China and India pursue anti-satellite kill technology

Published 13 January 2010

The space arms race accelerates, as China and India announced the development of hit-to-kill anti-satellite weapons; the United States has been developing this technology for years – but since the U.S. military and economy are much more dependent on satellites, the United States becomes more vulnerable as more countries acquire anti-satellite capabilities

Anti-satellite weapon // Source:

India and China are forging ahead with technology that could be used to kill satellites. An official from India’s Ministry of Defense announced on 3 January that the country is developing a “kill vehicle” with laser vision that could home in on and destroy satellites in orbit.
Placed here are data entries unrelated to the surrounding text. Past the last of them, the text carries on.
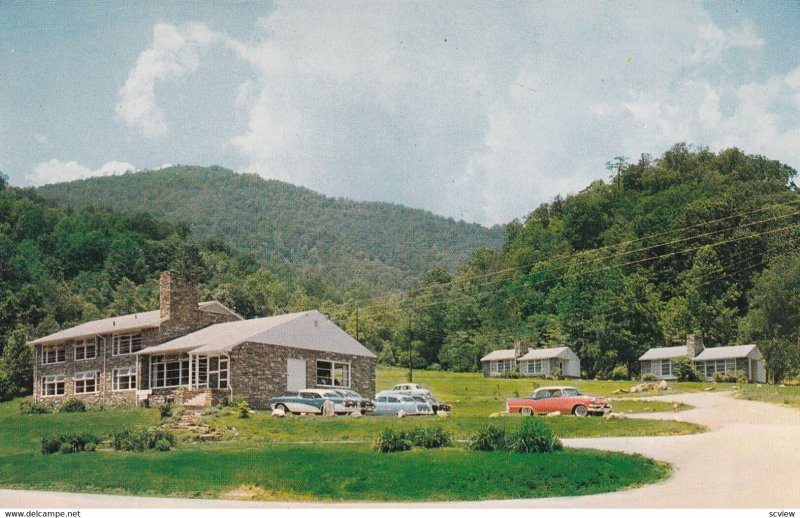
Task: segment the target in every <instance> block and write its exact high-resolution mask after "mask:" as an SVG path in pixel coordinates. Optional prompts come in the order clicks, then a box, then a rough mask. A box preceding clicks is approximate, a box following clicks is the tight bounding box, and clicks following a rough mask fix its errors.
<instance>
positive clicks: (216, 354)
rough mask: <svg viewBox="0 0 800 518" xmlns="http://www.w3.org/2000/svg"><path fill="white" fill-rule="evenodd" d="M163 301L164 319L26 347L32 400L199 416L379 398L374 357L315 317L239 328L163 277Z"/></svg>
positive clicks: (238, 324) (236, 318) (162, 307)
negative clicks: (377, 387)
mask: <svg viewBox="0 0 800 518" xmlns="http://www.w3.org/2000/svg"><path fill="white" fill-rule="evenodd" d="M160 297H161V308H160V310H156V311H148V312H144V313H136V314H133V315H123V316H119V317H112V318H107V319H103V320H96V321H93V322H87V323H84V324H81V325H79V326H75V327H72V328H70V329H65V330H63V331H59V332H58V333H54V334H52V335H49V336H45V337H42V338H39V339H37V340H33V341H31V342H29V344H30V345H31V346H33V347H34V387H33V389H34V391H33V392H34V397H35V398H36V399H37V400H40V401H56V402H58V401H61V400H63V399H65V398H69V397H77V398H80V399H84V400H86V401H87V402H94V403H102V404H106V405H135V404H140V403H144V404H151V405H156V404H160V403H162V402H165V401H171V402H175V403H178V404H185V405H187V406H196V407H201V406H208V405H211V404H216V403H219V402H223V401H226V400H229V399H230V398H231V397H233V396H237V395H239V396H242V397H243V398H244V399H245V400H246V401H247V402H248V403H249V404H250V406H252V407H254V408H267V407H268V406H269V399H270V398H271V397H273V396H277V395H281V394H284V393H286V392H290V391H297V390H300V389H304V388H308V387H343V388H345V387H346V388H351V389H353V390H355V391H357V392H360V393H361V394H362V395H363V396H365V397H373V396H374V395H375V368H376V357H375V355H374V354H373V353H372V352H370V351H369V350H368V349H367V348H366V347H364V346H363V345H361V344H360V343H359V342H357V341H356V340H355V339H354V338H352V337H351V336H350V335H349V334H347V333H346V332H345V331H343V330H342V329H340V328H339V327H338V326H337V325H336V324H334V323H333V322H331V321H330V320H328V319H327V318H325V316H323V315H322V314H321V313H320V312H319V311H316V310H313V311H305V312H301V313H292V314H287V315H277V316H273V317H266V318H256V319H251V320H243V319H242V317H241V316H239V315H238V314H236V313H235V312H234V311H231V310H230V309H228V308H226V307H225V306H224V305H222V304H220V303H219V302H217V301H209V302H202V303H198V301H197V287H196V285H195V283H194V281H193V279H192V277H190V276H187V275H182V274H178V273H176V272H172V271H169V272H164V273H162V275H161V291H160Z"/></svg>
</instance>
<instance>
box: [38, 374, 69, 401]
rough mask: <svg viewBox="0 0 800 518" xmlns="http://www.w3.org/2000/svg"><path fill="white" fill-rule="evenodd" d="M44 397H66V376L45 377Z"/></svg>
mask: <svg viewBox="0 0 800 518" xmlns="http://www.w3.org/2000/svg"><path fill="white" fill-rule="evenodd" d="M42 395H43V396H63V395H64V375H63V374H60V375H57V376H45V377H43V378H42Z"/></svg>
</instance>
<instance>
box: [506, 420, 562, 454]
mask: <svg viewBox="0 0 800 518" xmlns="http://www.w3.org/2000/svg"><path fill="white" fill-rule="evenodd" d="M506 449H507V450H508V451H513V452H516V453H547V452H551V451H555V450H561V449H563V445H562V444H561V441H560V440H559V439H558V437H556V435H555V434H554V433H553V430H552V429H551V428H550V427H549V426H547V425H546V424H545V423H544V422H543V421H541V420H540V419H523V421H522V426H520V427H519V429H518V430H516V431H513V432H511V433H510V434H508V442H507V444H506Z"/></svg>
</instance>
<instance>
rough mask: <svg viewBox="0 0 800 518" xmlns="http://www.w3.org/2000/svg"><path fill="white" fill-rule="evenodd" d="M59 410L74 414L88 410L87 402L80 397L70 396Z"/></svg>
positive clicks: (58, 409)
mask: <svg viewBox="0 0 800 518" xmlns="http://www.w3.org/2000/svg"><path fill="white" fill-rule="evenodd" d="M58 411H59V412H63V413H66V414H72V413H75V412H86V403H84V402H83V401H82V400H80V399H78V398H69V399H67V400H66V401H64V402H63V403H61V406H60V407H59V408H58Z"/></svg>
David Shiga writes that on Tuesday, China announced it had carried out a successful missile defense test the previous day. China did not release details of the test, but said it involved a missile interceptor.

The Chinese test came three years to the day after it fired a missile in a test that destroyed one of its own satellites in Earth orbit, creating thousands of pieces of high-speed debris that continue to continue to threaten other satellites.

As Jeffrey Lewis, an analyst for the New America Foundation based in Washington, D.C., points out, there is not much difference between missile defense and anti-satellite technology. Both involve missiles, sometimes called “kinetic energy” interceptors, that can be precisely targeted at fast-moving objects in order to slam into and destroy them.

The Indian announcement made that link explicit, describing the work on anti-satellite technology as part of the country’s own missile defense program, carried out against a backdrop of military tensions with Pakistan.

Shiga writes that as for the Chinese missile defense test, it is natural to wonder whether it was intended at least in part as a continuation of its work on anti-satellite technology.

Though the spotlight is on India and China this week, Lewis points out that these two countries are not acting in isolation. “The U.S. has pioneered [hit-to-kill] technology — and encouraged its spread to allies like Israel, Japan and Taiwan among others,” he writes. “Now China and India are racing to join the club.”